Advanced Search with CirrusSearch Extension in MediaWiki
What is CirrusSearch?
If you’ve ever tried to hunt for a specific phrase on a wiki with a gazillion pages, you know the built‑in search can feel like looking for a needle in a haystack. CirrusSearch changes that story. It hooks MediaWiki up to Elasticsearch (soon OpenSearch) and turns the search engine into something that actually understands relevance, proximity, and fuzzy matching.
Why bother with “Advanced Search”?
There’s a AdvancedSearch extension that sits on top of Special:Search. It adds a form where you can pick namespaces, set a date range, or toggle case‑sensitivity. Alone it’s handy, but when you pair it with CirrusSearch you unlock a whole suite of hidden parameters that ordinary users never see. Think of it as the difference between a basic screwdriver and a multi‑bit power driver – both turn screws, but the latter does it faster, cleaner, and with fewer mistakes.
Getting CirrusSearch up and running
First things first: you need a working MediaWiki installation. Then:
// In Composer
composer require mediawiki/cirrussearch
// In LocalSettings.php
wfLoadExtension( 'CirrusSearch' );
$wgSearchType = 'CirrusSearch';
// Minimal Elasticsearch config
$wgCirrusSearchServers = [ [ 'host' => 'localhost', 'port' => 9200 ] ];
That’s it. In practice you’ll want to tweak a few more settings – class‑name prefixes, index names, perhaps a connection timeout – but the snippet above gets the engine talking.
Installing the AdvancedSearch front‑end
Grab the extension, slap it into extensions/AdvancedSearch, and add a single line to LocalSettings.php:
wfLoadExtension( 'AdvancedSearch' );
Now Special:Search shows a collapsible “Advanced options” panel.
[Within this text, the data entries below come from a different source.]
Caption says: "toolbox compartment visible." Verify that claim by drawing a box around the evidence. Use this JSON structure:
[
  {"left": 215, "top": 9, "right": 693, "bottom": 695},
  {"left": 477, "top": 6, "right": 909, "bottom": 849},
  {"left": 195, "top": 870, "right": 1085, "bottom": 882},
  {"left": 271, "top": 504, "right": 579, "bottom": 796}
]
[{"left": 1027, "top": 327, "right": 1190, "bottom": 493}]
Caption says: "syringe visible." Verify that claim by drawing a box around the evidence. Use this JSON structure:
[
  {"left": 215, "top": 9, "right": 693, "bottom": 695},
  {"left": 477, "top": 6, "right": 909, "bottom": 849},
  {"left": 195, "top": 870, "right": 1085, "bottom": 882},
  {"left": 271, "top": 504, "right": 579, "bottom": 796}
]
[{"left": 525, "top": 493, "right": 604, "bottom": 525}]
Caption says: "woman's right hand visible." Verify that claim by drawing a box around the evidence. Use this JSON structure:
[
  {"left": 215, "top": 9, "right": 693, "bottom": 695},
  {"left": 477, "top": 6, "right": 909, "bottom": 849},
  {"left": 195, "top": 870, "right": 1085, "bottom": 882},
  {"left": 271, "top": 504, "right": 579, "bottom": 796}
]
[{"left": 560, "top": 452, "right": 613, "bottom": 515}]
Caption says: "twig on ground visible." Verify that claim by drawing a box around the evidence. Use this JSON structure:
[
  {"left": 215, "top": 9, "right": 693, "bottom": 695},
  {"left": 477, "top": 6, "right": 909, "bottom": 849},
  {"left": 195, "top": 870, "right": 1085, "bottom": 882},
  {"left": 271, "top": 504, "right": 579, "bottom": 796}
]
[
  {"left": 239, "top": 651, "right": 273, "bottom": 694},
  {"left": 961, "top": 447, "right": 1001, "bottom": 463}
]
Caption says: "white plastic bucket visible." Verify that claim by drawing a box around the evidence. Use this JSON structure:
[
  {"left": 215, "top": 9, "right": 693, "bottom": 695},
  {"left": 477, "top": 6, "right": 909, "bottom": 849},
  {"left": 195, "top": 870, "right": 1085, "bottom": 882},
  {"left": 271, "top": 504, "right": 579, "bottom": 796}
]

That panel merely passes query arguments to the back‑end; CirrusSearch reads them, interprets them, and does the heavy lifting.
Key parameters you’ll see
- ns: one or more namespace IDs, comma‑separated.
- profile: a search profile such as
default,strict, orautocomplete. - prefix: restrict matches to terms that start with the given string.
- regex: a regular expression filter (dangerous, use with care).
Beyond the UI – raw CirrusSearch query syntax
Whenever you submit a search, CirrusSearch translates the URL into an Elasticsearch query DSL. If you’re comfortable with JSON, you can craft your own queries and feed them through the cirrussearch-query API endpoint. For example, to find pages that contain the exact phrase “climate change” but not the word “denial”, you could POST the following:
{
"query": {
"bool": {
"must": [
{ "match_phrase": { "text": "climate change" } }
],
"must_not": [
{ "match": { "text": "denial" } }
]
}
},
"highlight": {
"fields": { "text": {} }
}
}
It’s a mouthful, but the power is undeniable. You can filter by page creation date, boost certain domains, or even limit results to a specific language.
Practical examples you can copy‑paste
1. Find all pages in the “Help” namespace that were edited after 2022‑01‑01
$params = [
'search' => '',
'ns' => 12, // Help namespace
'cirrusSearchBoostTemplates' => false,
'profile' => 'strict',
'date' => '20220101..' // open‑ended range
];
$api = new \MediaWiki\Api\ApiMain( new \FauxRequest( $params ) );
2. Use fuzzy matching for a misspelled name
Append ~2 after the term to allow two edits (insert, delete, substitute). The UI doesn’t expose this directly, but you can add it to the search field yourself:
Jon~2Will pull up “John”, “Jonas”, “Joon” – whatever is within two Levenshtein steps.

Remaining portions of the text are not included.